Tuesday, July 08, 2008

The President Says...

"We will protect our environment. But when this nation critically needs a refinery or a pipeline, we will build it."

-President Jimmy Carter

8 comments:

Charles D said...

Yep, that's our liberal, Democrat, environmental extremist Jimmy for you. He was rational, not an ideologue.

Cameron said...

Too bad his party wasn't.

They don't allow us to build a refinery in 30 years. Then they use the "we can't drill ourselves out of the energy crisis" line. Then of course, Carter's solution to the oil crisis was to switch to coal, and no self respecting environmentalist ideologue would ever allow that to happen. Add in the NIMBY tactics to any and all alternative fuels and you've got a recipe for, well, the energy situation of today.

So thanks, you non-ideologues.

Anonymous said...

Hold on now...how many years did Bush have a Republican Congress to get some movement in building refineries, increasing oil production here and such?

Protecting wildlife and the environment is important, but sometimes you have to deal with the problems of the here and now before dealing with that which would be nice to do.

Charles D said...

Cameron, we know a great deal more about global warming than we knew in 1979. The coal solution sounded rational then, it doesn't now.

The industry blames environmental regulation for their failure to build refineries, but that's BS. They chose short-term profit over long-term investment.

A casual look at the economics of the oil industry and the actual proven reserves in the US make it quite clear that we can't drill ourselves out of the energy crisis.

Cameron said...

Then I'm sure that the proposed refinery in South Dakota will sail right through.

Just don't tell that to the Natural Resources Defense Council, Plains Justice, Save Union County Committee, Save Our Siouxland Coalition, Citizens Opposed to Oil Pollution, and the Dakota Resource Council - all of whom are environmental organizations vehemently opposed to building the nations first refinery in 30 years.

Jenalee said...

Um.....Yeah. I don't have anything to say about this specifically. I do want to say that you are, in fact, my most favorite genius friend. :) And in answer to your question on Greg's blog, Room 143. He'll be there through the weekend, surgery on Thursday.

Unknown said...

well...

What is good about our dependency on oil, seriously? It's messy, it's expensive, it's a limited resource... it's an imperfect system at best. There is so much potential out there for better fuel sources that we haven't even tried to tap or develop...

because of our dependence on oil. And because our oil companies have powerful influence and lobbying capabilities.

What's so good about oil? Serious question.

Cameron said...

Oil hasn't been expensive until recently. Sure, the 70's had some artificially high prices, but OPEC finally took some economics classes and upped supply. Frankly, today's prices are fueled by something similar - an artificial shortage. There is oil, but we aren't allowed to get it.

Why oil? Because no other energy source comes close to supplying energy as cheaply or efficiently as oil. I tend not to buy into "Big Oil hiding alternative energy" conspiracy theories because if they're really as greedy as Democracy Lover thinks they are then they'd dump OPEC oil and sell the alternatives that they control.

Car companies are going out of their minds trying to tap into the alternative market right now, but even Honda has to sell the new vehicles at a loss because they're so expensive.

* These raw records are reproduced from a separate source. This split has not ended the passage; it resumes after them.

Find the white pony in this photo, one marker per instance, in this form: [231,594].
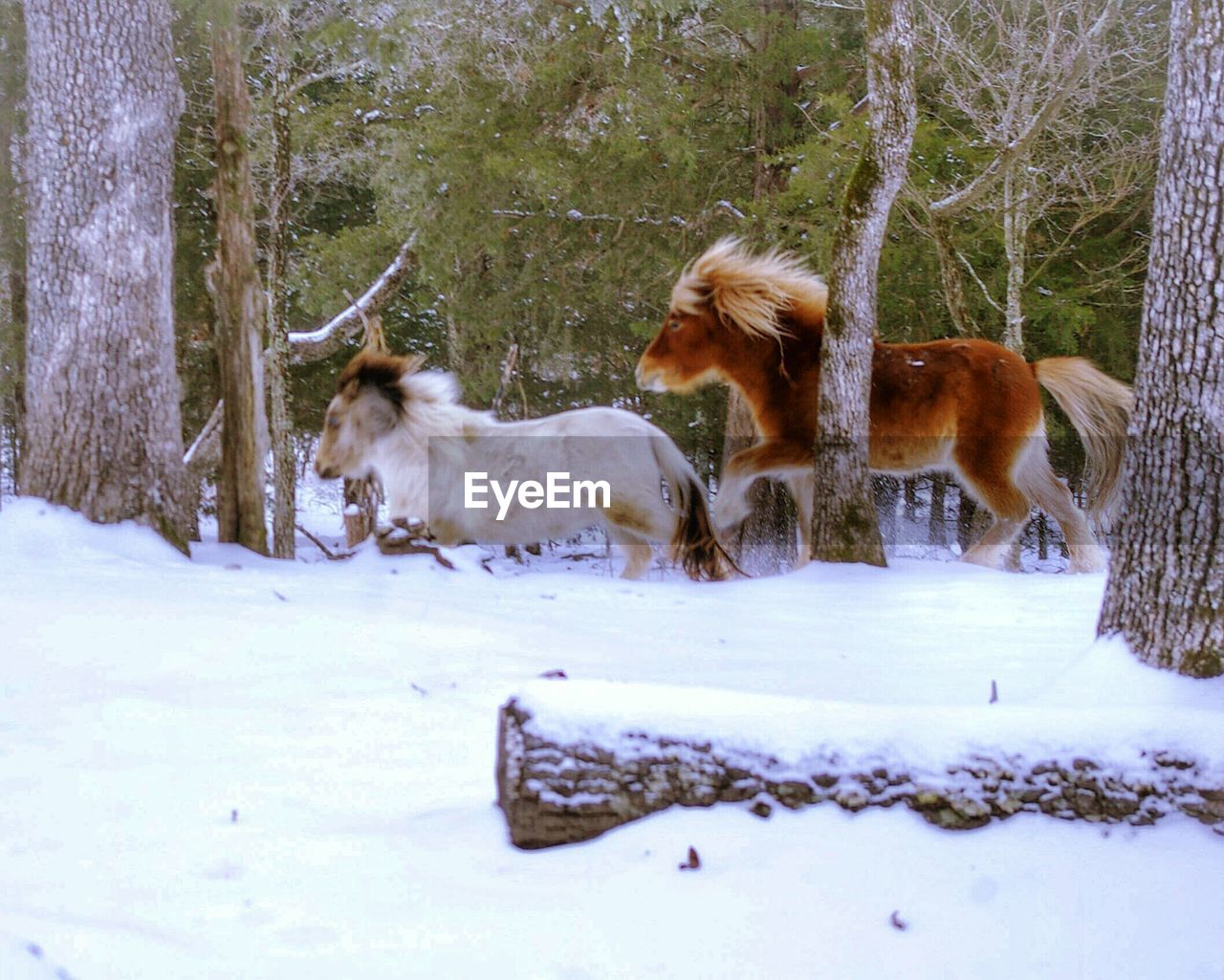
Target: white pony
[442,460]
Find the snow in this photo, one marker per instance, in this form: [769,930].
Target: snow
[237,767]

Now, if President Carter's advice had been heeded, and we had switched our energy from oil to coal, things would be far different. OPEC would have been broken. We have so much coal we would be energy independent, and still had cheap fuel. Vehicles would have been converted to run on electricity. City smog would be gone. And demand for alternative sources of electricity would have increased as well, slowly moving us away from coal - at least partially.

But again, no self respecting environmentalist would follow Carter's advice. So we stuck with oil. And OPEC kept it cheap enough to keep us from developing alternatives. In the end it became a case of cutting off our nose to spite our face.